Year over year, Global Blood Therapeutics reported revenue of US $ 165 million, a gain of 245%, although it reported no profit before interest and taxes. When it comes to revenue growth, it’s like winning the game by earning 3 points!

So what is the risk of Global Blood Therapeutics?

Statistically speaking, businesses that lose money are riskier than those that earn it. And the point is that over the past twelve months, Global Blood Therapeutics has lost money in earnings before interest and taxes (EBIT). Indeed, during this period, it burned $ 216 million in cash and recorded a loss of $ 266 million. However, he has a net cash position of US $ 288.1 million, so he has some time left before he needs more capital. It is important to note that Global Blood Therapeutics revenue growth is coming. While unprofitable businesses can be risky, they can also grow quickly and rapidly during those pre-profit years. When analyzing debt levels, the balance sheet is the obvious starting point. However, not all investment risks lie on the balance sheet – far from it. We have identified 2 warning signs with Global Blood Therapeutics, and understanding them should be part of your investment process.
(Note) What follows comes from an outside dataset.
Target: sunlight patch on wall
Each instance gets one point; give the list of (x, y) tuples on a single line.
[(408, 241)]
If, after all of this, you’re more interested in a fast-growing company with a strong balance sheet, take a quick look at our list of cash net growth stocks.

This Simply Wall St article is general in nature. We provide commentary based on historical data and analyst forecasts using only unbiased methodology and our articles are not intended to be financial advice. It does not constitute a recommendation to buy or sell shares and does not take into account your goals or your financial situation. Our aim is to bring you long-term, targeted analysis based on fundamental data. Note that our analysis may not take into account the latest announcements from price sensitive companies or qualitative material. Simply Wall St has no position in any of the stocks mentioned.